In a rare interview, the late Princess Diana's son Prince Harry
has given an intimate look at the depth of his involvement with the young Aids sufferers he befriended while on his charity visit to southern Africa.
The Forgotten Kingdom Prince Harry In Lesotho
shows the young prince during his recent two-month stay, where he got a personal look at the devastation Aids has wreaked on the region. He candidly speaks about his desire to help the situation, and how he hopes to carry on the torch of Diana's charitable legacy.
"I've always wanted to do this," he says, adding: "I believe I've got a lot of my mother in me, basically, and I just think she'd want us to do this."
In images that mirror Diana's work, Harry is shown helping to build shelters and cradling young AIDS patients. He was particularly moved by Mutsu, a four-year-old Aids orphan, and the plight of an eight-month-old rape victim, who was "completely emotionless" as he held her in his arms. "It was horrible," says the Prince, who has since visited the little girl to check on her progress. "If I can, I would like to try to support her in her growing up, her education and everything."

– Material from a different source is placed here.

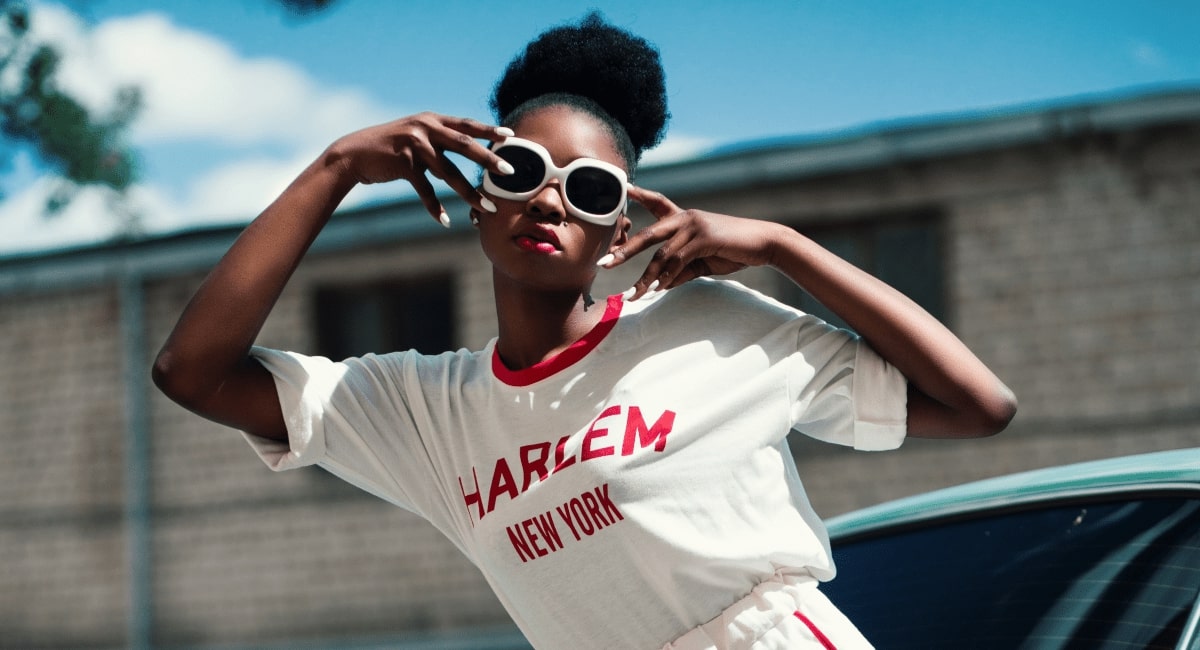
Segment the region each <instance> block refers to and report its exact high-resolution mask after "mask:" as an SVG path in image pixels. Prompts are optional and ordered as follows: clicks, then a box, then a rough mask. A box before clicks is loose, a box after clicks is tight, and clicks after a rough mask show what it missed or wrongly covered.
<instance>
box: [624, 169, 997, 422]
mask: <svg viewBox="0 0 1200 650" xmlns="http://www.w3.org/2000/svg"><path fill="white" fill-rule="evenodd" d="M630 197H631V198H634V199H635V200H637V201H638V203H641V204H642V205H644V206H646V207H647V209H648V210H649V211H650V213H652V215H653V216H654V217H655V219H656V221H655V223H654V224H652V225H650V227H648V228H647V229H644V230H642V231H641V233H638V234H636V235H634V236H632V237H630V239H629V241H628V242H626V243H625V245H624V246H622V247H619V248H617V249H614V251H613V255H612V258H611V259H604V260H601V261H602V263H605V265H606V266H614V265H617V264H620V263H622V261H624V260H625V259H628V258H629V257H632V255H635V254H637V253H638V252H641V251H643V249H646V248H648V247H649V246H653V245H655V243H661V246H660V247H659V249H658V251H656V252H655V254H654V257H653V259H650V261H649V263H648V264H647V269H646V271H644V272H643V273H642V277H641V278H638V281H637V282H636V283H635V285H634V293H632V295H631V299H636V297H638V296H641V295H643V294H644V293H646V291H647V290H650V287H652V285H654V283H655V282H656V283H658V284H656V285H654V287H655V288H656V289H670V288H671V287H676V285H679V284H682V283H684V282H688V281H689V279H692V278H695V277H698V276H710V275H724V273H730V272H732V271H736V270H738V269H742V267H744V266H761V265H769V266H774V267H775V269H778V270H779V271H780V272H782V273H784V275H786V276H787V277H788V278H791V279H792V281H793V282H796V283H797V284H799V285H800V287H802V288H803V289H804V290H805V291H808V293H809V294H810V295H812V297H815V299H816V300H818V301H820V302H821V303H822V305H824V306H826V307H828V308H829V309H830V311H833V312H834V313H836V314H838V315H839V317H841V318H842V319H844V320H845V321H846V323H847V324H848V325H850V326H851V327H852V329H853V330H854V331H857V332H858V333H859V335H860V336H862V337H863V338H864V339H866V342H868V343H869V344H870V345H871V347H872V348H874V349H875V350H876V351H877V353H878V354H880V355H881V356H882V357H883V359H886V360H887V361H888V362H889V363H892V365H893V366H895V367H896V369H899V371H900V372H901V373H902V374H904V375H905V377H906V378H907V379H908V385H910V390H908V434H910V435H916V437H925V438H972V437H982V435H991V434H994V433H997V432H1000V431H1002V429H1003V428H1004V427H1006V426H1007V425H1008V422H1009V421H1010V420H1012V419H1013V416H1014V415H1015V413H1016V399H1015V397H1014V396H1013V392H1012V391H1010V390H1008V387H1007V386H1004V384H1003V383H1001V381H1000V379H998V378H996V375H995V374H992V372H991V371H990V369H989V368H988V367H986V366H985V365H984V363H983V362H982V361H980V360H979V359H978V357H977V356H976V355H974V354H973V353H971V350H968V349H967V347H966V345H965V344H962V342H961V341H959V338H958V337H955V336H954V333H953V332H950V331H949V330H948V329H947V327H946V326H944V325H942V324H941V323H940V321H938V320H937V319H935V318H934V317H931V315H930V314H929V313H928V312H925V311H924V309H923V308H920V307H919V306H918V305H917V303H914V302H913V301H912V300H910V299H908V297H906V296H905V295H904V294H901V293H900V291H896V290H895V289H893V288H892V287H889V285H888V284H886V283H883V282H881V281H880V279H877V278H875V277H874V276H871V275H870V273H866V272H864V271H862V270H859V269H858V267H856V266H854V265H852V264H850V263H847V261H845V260H842V259H841V258H839V257H838V255H834V254H833V253H830V252H828V251H826V249H824V248H822V247H821V246H818V245H817V243H815V242H814V241H812V240H810V239H808V237H805V236H804V235H802V234H799V233H797V231H796V230H793V229H791V228H788V227H786V225H782V224H778V223H773V222H764V221H757V219H745V218H738V217H730V216H725V215H714V213H712V212H702V211H698V210H680V209H679V207H678V206H676V205H674V204H673V203H671V201H670V200H668V199H667V198H666V197H664V195H661V194H658V193H655V192H648V191H644V189H641V188H635V189H634V191H631V192H630Z"/></svg>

Harry admits he was affected by press criticism some newspapers branded the Lesotho trip as a PR move but vowed to continue his quest, saying he's "not out here for the sympathy vote". "I've always been like this," he says. "This is my side that no one gets to see. I'm not going to take a camera crew everywhere I go with me when I'm trying to help in different countries."
The royal also struck out at those who continue to shed negative light on his mother's life. "It's just a shame that, after all the good she's done, even this far on, people can't bring out the good in her," he says, later remarking: "I don't want to take over from her because I never will. I don't think anyone can. But I want to try and carry it on to make her proud."